Six-month-old Cln3^Δex1-6 mice acutely treated with memantine (1 or 5 mg/kg) or the vehicle of memantine (sterile 0.9% NaCl) were perfusion-fixed 8 days after the treatment (4 mice from each treatment group), and their brains were histologically analyzed. Four 6-month-old, untreated WT mice were also perfusion-fixed, and their brains were histologically analyzed, as well. (A) Localized neuronal loss in the thalamus and cerebellum. To survey the survival of neuron populations that are vulnerable in Cln3^Δex1-6 mice, counts of the large projection neurons in the thalamus (dorsal lateral geniculate nucleus) and in the medial deep cerebellar nucleus were made. These counts were obtained using the StereoInvestigator software. (B) Astrocytosis in the cortex.
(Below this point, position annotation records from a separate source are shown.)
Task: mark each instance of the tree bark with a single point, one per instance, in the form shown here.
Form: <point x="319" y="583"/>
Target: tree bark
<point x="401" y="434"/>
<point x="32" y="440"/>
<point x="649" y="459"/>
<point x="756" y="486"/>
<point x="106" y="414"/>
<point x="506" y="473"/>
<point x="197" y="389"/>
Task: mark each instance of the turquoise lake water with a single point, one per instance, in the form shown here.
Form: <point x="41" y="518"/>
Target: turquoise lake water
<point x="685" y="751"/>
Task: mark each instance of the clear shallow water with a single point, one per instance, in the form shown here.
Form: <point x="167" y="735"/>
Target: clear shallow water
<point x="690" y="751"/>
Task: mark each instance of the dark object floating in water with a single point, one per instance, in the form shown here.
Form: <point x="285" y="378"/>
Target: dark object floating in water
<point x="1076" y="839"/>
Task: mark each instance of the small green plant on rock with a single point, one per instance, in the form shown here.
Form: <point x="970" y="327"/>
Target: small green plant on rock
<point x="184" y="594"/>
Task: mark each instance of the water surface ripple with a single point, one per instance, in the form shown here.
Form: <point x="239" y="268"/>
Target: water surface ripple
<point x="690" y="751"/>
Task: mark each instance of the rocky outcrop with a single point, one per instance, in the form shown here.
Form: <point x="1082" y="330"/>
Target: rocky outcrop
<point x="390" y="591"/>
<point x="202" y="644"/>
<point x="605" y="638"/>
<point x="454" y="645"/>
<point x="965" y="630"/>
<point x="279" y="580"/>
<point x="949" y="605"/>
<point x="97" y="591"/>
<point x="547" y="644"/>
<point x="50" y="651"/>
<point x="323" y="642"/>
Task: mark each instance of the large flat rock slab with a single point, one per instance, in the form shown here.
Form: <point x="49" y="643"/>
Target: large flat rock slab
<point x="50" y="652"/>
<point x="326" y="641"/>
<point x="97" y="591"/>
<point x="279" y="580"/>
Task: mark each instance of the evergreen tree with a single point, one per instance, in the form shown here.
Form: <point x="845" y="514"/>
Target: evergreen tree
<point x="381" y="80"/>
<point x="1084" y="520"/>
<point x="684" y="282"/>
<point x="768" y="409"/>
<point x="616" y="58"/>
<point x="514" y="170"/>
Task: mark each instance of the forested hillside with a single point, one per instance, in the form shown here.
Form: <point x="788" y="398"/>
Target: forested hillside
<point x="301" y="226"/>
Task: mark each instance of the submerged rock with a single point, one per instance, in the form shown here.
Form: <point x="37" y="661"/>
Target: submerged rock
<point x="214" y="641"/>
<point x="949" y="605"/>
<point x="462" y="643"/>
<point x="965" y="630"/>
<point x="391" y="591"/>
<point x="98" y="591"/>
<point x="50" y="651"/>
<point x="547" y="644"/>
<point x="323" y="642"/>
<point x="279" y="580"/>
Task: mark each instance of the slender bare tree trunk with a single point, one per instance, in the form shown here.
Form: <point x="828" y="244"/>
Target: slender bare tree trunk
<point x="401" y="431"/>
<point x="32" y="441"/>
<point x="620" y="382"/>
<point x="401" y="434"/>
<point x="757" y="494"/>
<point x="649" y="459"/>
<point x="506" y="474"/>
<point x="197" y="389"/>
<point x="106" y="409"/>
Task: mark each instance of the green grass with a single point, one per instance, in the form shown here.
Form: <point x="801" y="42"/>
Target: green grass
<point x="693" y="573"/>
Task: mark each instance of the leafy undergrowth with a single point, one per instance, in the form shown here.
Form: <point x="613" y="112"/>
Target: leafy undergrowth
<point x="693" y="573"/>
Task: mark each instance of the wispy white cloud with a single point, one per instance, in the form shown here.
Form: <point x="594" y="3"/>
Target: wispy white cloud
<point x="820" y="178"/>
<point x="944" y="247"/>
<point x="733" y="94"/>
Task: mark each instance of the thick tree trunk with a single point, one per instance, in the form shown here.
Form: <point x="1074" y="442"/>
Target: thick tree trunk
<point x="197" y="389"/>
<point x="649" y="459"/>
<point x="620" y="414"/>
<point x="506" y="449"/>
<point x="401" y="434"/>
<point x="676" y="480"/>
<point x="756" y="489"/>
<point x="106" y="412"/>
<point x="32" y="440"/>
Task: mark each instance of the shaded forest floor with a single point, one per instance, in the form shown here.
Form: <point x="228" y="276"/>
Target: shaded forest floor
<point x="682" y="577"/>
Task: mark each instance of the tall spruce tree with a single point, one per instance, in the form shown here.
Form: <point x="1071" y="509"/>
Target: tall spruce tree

Quantitative determination of astrocytosis in the somatosensory barrelfield cortex and the primary visual cortex was performed by thresholding image analysis following immunohistochemical staining for the astrocytic marker, GFAP. (C) Microgliosis in the cerebellum. Quantitative determination of microgliosis in the somatosensory barrelfield cortex and the primary visual cortex was performed by thresholding image analysis following immunohistochemical staining for the microglial marker F4/80.

Statistical significance was calculated by one-way ANOVA with Bonferroni’s post-test: *p<0.05, **p<0.01 and ***p<0.001 as compared to WT.